I WAS INSPIRED BY NORA EPHRON’S ESSAY in her wonderful collection Crazy Salad about a beloved New York restaurant whose famous spaghetti sauce was ruined during their move to a bigger, better, (read, uptown) venue. As I recall (and I’m going back decades, so my upload could use a defrag) the irony was that the very sauce that made them famous was no longer special, secret or even very good because when they moved they didn’t bring the giant pot of sauce with them, in effect killing the Golden Gravy that laid the…. magic restaurant? (wow, I sure did stretch that metaphor to the breaking point!)
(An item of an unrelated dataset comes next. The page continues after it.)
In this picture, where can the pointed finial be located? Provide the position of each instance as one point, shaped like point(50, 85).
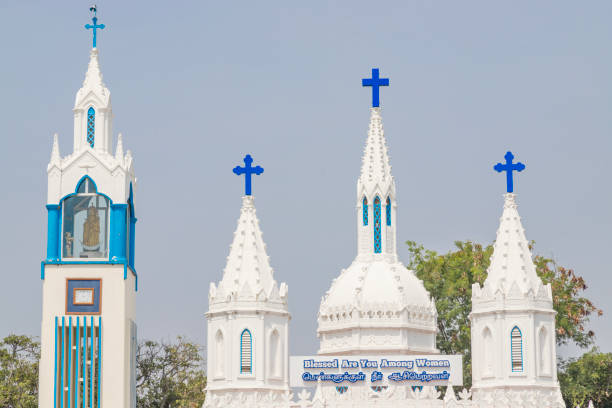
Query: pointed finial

The sauce was special because the chef, the sous chefs and probably the servers, too, would toss bits and pieces into the pot throughout the evening, as they cleaned plates and counters: a chunk of filet mignon, a half a potato, leftover chopped onions, a rind of fat from a pork chop*, leftover herbs, so that the pot was filled with a magical, deeply-layered and utterly irreplaceable foundation that was now gone, and consequently, so was the dinner crowd that adored that sauce.
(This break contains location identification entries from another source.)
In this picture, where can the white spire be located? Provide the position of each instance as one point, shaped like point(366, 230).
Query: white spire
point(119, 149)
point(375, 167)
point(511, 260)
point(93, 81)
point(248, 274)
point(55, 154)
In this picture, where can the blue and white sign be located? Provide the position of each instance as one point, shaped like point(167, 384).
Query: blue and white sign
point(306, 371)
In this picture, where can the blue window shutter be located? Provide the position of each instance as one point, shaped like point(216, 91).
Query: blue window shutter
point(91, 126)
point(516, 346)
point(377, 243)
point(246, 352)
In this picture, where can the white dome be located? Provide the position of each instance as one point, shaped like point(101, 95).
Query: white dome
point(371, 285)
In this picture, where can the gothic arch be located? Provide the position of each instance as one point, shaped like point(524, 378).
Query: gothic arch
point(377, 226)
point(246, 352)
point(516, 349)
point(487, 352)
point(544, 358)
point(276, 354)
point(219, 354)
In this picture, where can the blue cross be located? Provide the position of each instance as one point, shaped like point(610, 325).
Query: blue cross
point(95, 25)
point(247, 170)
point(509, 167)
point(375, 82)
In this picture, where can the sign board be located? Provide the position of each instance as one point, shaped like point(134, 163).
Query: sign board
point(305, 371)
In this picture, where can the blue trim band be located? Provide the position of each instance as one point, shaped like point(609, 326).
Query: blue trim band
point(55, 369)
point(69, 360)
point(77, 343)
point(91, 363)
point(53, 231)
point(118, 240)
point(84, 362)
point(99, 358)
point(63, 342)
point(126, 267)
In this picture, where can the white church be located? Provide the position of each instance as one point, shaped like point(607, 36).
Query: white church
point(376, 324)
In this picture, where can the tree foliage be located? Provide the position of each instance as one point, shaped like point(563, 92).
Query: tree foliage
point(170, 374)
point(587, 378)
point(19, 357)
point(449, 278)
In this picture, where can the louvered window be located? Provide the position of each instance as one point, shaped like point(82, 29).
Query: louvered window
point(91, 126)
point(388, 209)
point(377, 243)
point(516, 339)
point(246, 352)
MY ANCIENT CROCK POT is my version of the big sauce pot, and I started out with a lovely, thick, lamb stew, using only the bones because lamb is a very pricey meat, and with a tomato base and my fresh herbs and lots and lots of garlic — because not only am an ardent fan of “the stinking rose,” but I believe as the ancients did: that it has prophylactic properties that can keep one healthy, though some critics suggest that’s because the stench that emits from a garlic-lover’s garlic hole forces others to stand at a far enough distance that even a sneaky Covid 19 bug would have to catch a second flight to find a nice host to infect — it served and satisfied for almost a week, at which point I poured a cup of Israeli couscous in and crossed my fingers that I didn’t need to boil it first and no, I didn’t have to, it cooked just fine, and I added a package of frozen cooked mussels, not only enjoying the flavors, but also the contrast of Israeli pasta and traif: non-kosher food forbidden to Orthodox Jews, which includes all crustaceans, which is one of the rules that repels me from embracing that particular orthodoxy: if god didn’t want me to eat shrimps, he wouldn’t have made them so delicious. AND mussels, which are available fully cooked and frozen, so I can throw them in the crock pot, along with a partially cooked sweet potato, because experience shows that unlike pasta, potatoes do need a little cooking before they get thrown into the pot.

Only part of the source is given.